Oggi è l’ultimo appuntamento con le Storie di Latte per la Settimana dell’Allattamento al seno, ma condividerò le altre storie che ho ricevuto per continuare a dare voce alle mamme e ai consigli dell’ostetrica, gli spunti di riflessione che scaturiscono da ogni esperienza.

“Il mio bambino è nato a 36+3 ma con un buon peso (3,090 kg) e fortunatamente non ha avuto alcun problema.
In ospedale è stato con me in camera e ho provato ad attaccarlo al seno fin da subito. Ha perso il 7% del peso, quindi nella norma, ma al momento della dimissione in ospedale il pediatra mi ha raccomandato di stare attenta che non calasse troppo di peso e mi ha indicato la quantità di latte che avrebbe dovuto assumere nella settimana successiva (o mio latte tirato o aggiunta di latte artificiale in quanto al seno ciucciava poco e si addormentava subito).

La prima settimana è stata difficile perché avevo l’ansia di controllare la quantità di latte assunto e il peso ogni giorno. Inoltre a volte non riuscivo a tirare abbastanza latte e quindi ho dato l’aggiunta come  indicato dal pediatra dell’ospedale.
Sempre nella prima settimana ho fatto 2 visite in ospedale e siccome in 2 giorni era calato 12 gr mi hanno messo ancora ansia dicendomi di controllare la quantità di latte (come facevo a sapere quanto assumeva dal seno?) ed eventualmente di dare l’aggiunta.
Ad un certo punto, dopo una settimana circa, grazie anche al supporto dell’ostetrica del consultorio, ho deciso di attaccarlo al seno e basta senza preoccuparmi delle quantità.
Si è sempre attaccato bene. Ho iniziato a pesarlo una volta a settimana ed è sempre cresciuto bene ( 200 gr a settimana).

A parte 3 o 4 integrazioni di latte artificiale la prima settimana non ho più dato nulla e ora l’allattamento va benissimo.
Devo dire che nel mio ospedale viene incentivato l’allattamento al seno, sia nel corso pre parto che in degenza le ostetriche sono sempre state a disposizione.
Secondo me è stato sbagliato mettere ansia per il controllo del peso alla dimissione , perché già una neo mamma è preoccupata, se in più gli si danno informazioni su quantità da rispettare e sul controllo del peso in una visita da 5 minuti, si crea ancora più ansia.
Devo dire invece che ho ricevuto grande supporto dal consultorio per l’allattamento, mi hanno tranquillizzato e supportato.
I primi giorni sono difficili ma fortunatamente con un po’ di pazienza ce l’abbiamo fatta.
Certo, l’allattamento a richiesta comporta il fatto di essere sempre a disposizione del proprio bimbo, ma ho fatto questa scelta perché è la cosa più naturale che c’è e sicuramente il meglio che possa dare al mio bimbo.”

 

Nell’esperienza di questa mamma si evince bene come il supporto professionale che si ha accanto può fare davvero la differenza, in un senso o in un altro, quindi positivamente o negativamente.
L’ansia che è stata messa a questa mamma ha causato stress, e questo le ha fatto vivere male l’allattamento.

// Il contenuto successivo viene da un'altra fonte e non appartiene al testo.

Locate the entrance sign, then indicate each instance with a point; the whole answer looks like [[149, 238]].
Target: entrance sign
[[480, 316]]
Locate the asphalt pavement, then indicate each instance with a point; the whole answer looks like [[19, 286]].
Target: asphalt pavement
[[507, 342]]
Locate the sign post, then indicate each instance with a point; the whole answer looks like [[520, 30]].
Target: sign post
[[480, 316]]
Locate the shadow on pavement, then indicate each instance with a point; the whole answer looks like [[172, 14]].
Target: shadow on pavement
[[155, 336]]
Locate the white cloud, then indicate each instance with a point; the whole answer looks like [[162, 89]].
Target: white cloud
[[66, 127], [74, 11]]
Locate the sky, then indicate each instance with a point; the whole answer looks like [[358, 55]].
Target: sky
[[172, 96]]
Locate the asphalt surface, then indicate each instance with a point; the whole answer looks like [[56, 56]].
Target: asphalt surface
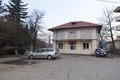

Lo stress può essere un fattore che influisce sulla produzione di latte, come la mancanza di sonno, di idratazione e un’alimentazione non sufficiente e non nutriente.

Una volta dimessa dall’ospedale la mamma è lasciata un po’ a se stessa, mentre il supporto dopo il parto è fondamentale e in questo caso il consultorio per questa mamma è stato un punto di riferimento molto importante e le ha permesso di portare avanti l’allattamento e superare la paura, l’ansia e lo stress della bilancia e del peso, e così anche il peso è migliorato e la produzione di latte.

Non darti per vinta, se qualcuno ti consiglia una cosa che non senti essere giusta per te e il tuo bambino, puoi chiedere un altro parere, affidarti ad altre persone e trovare l’aiuto per te, un aiuto positivo che ti faccia stare bene, ricorda che il benessere della mamma viene sempre prima di tutto, perchè da esso dipende il benessere del bambino e l’armonia generale.

Allattare non è semplice e non è facile, in alcuni casi lo è, ma qualsiasi sia la tua Storia di Allattamento vivila serenamente, giorno per giorno, tutto passa, resta l’amore che provi per il tuo bambino e quello non cambierà mai.